This plant pigment may relieve smoking-related gum disease

Inflamed Gums Man Resized

Quercetin, a plant flavonoid found in apples, dark berries, and red wine, alleviated cigarette smoke-induced periodontitis, according to an animal study published on  August 3 in the Journal of Periodontal Research.

By reinstating autophagy levels and lowering reactive oxygen species accumulation, quercetin effectively restored and impaired osteogenic differentiation of human periodontal ligament cells (hPDLCs) and relieved bone resorption after exposure to cigarette smoke, the authors wrote.

“Our results suggested that autophagic dysfunction and oxidative stress damage are substantial mechanisms in the development of cigarette smoke-related periodontitis (CSRP) and demonstrated quercetin as a promising approach for future prevention and treatment of CSRP,” wrote the authors, led by Dr. Sheng Yang, of the Stomatological Hospital of Chongqing Medical University in China.

Recently, a human transcriptome-wide association study revealed that smoking was strongly linked to bone mineral density. It also showed that the MAP1LC3B gene, a biomarker in autophagy which mediates the degradation of cellular components, including damaged organelles and invading germs, is significantly important for bone mineral density and smoking. Therefore, the authors of this study surmised that cigarette smoke may exacerbate smoking-related periodontitis by inducing reactive oxygen species accumulation, disrupting autophagy, and inhibiting osteogenic differentiation of periodontal cells.

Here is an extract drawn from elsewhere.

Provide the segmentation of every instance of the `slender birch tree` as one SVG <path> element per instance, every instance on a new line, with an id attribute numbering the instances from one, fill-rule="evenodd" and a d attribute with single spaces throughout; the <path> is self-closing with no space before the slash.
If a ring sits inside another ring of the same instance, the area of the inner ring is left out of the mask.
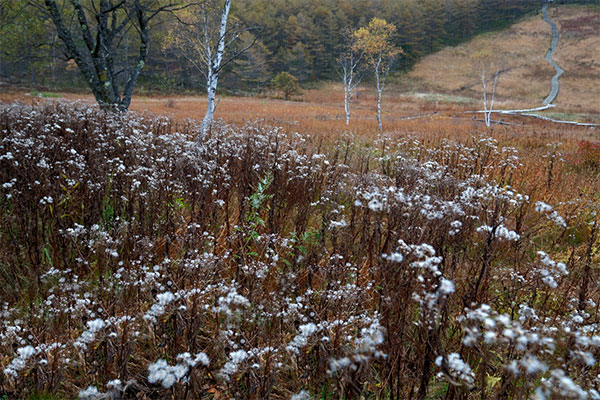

Quercetin, which is known to have antioxidant and anti-inflammatory benefits, can be found in numerous foods, including parsley, apples, and onions. Previous studies have shown that the plant flavonoid can shield osteoblasts from oxidative damage, relieving the toxic effects of bone exposed to cigarette smoking. Additionally, past research has shown that quercetin can stop hydrogen peroxide-induced injury of human periodontal ligament cells and ligature-induced alveolar bone resorption of mice. For these reasons, the authors wondered whether quercetin could have a great impact in reducing cigarette-related gum disease, according to the study.

To evaluate quercetin’s effect on smoking-related periodontitis, human periodontal ligament cells were exposed to cigarette smoke extract, which was created by inhaling smoke from a cigarette into a syringe and prepared in the lab to establish a cell model. This model was used to test the therapeutic effects of quercetin on oxidative stress and osteogenic differentiation. Additionally, a cigarette smoke-related ligature-induced periodontitis mouse model was created and analyzed for the therapeutic effects of quercetin.

After the mouse model was exposed to cigarette smoke, alveolar bone resorption was exacerbated, and the osteogenic differentiation potential of human periodontal ligament cells was inhibited. Quercetin effectively shielded the osteogenic differentiation of human periodontal ligament cells (hPDLCs) and periodontal tissue by upregulating the expression of Beclin-1, which plays a vital role in autophagy and cell death, the authors wrote.

In addition to increasing the expression of Beclin-1, quercetin treatment decreased the accumulation of p62, a protein that targets other proteins that attach to it for selective autophagy, they wrote. 

However, the study was not without limitations. Although quercetin showed good therapeutic effects, its lower water solubility, low bioavailability, and inactive metabolites need to be better optimized in the treatment of periodontitis caused by cigarette smoking, Yang and colleagues wrote.

“[Nevertheless,] quercetin provides a natural candidate for the prevention and treatment of CSRP by promoting the autophagy of hPDLCs, reducing oxidative stress damage, and restoring osteogenic differentiation potential,” the authors wrote.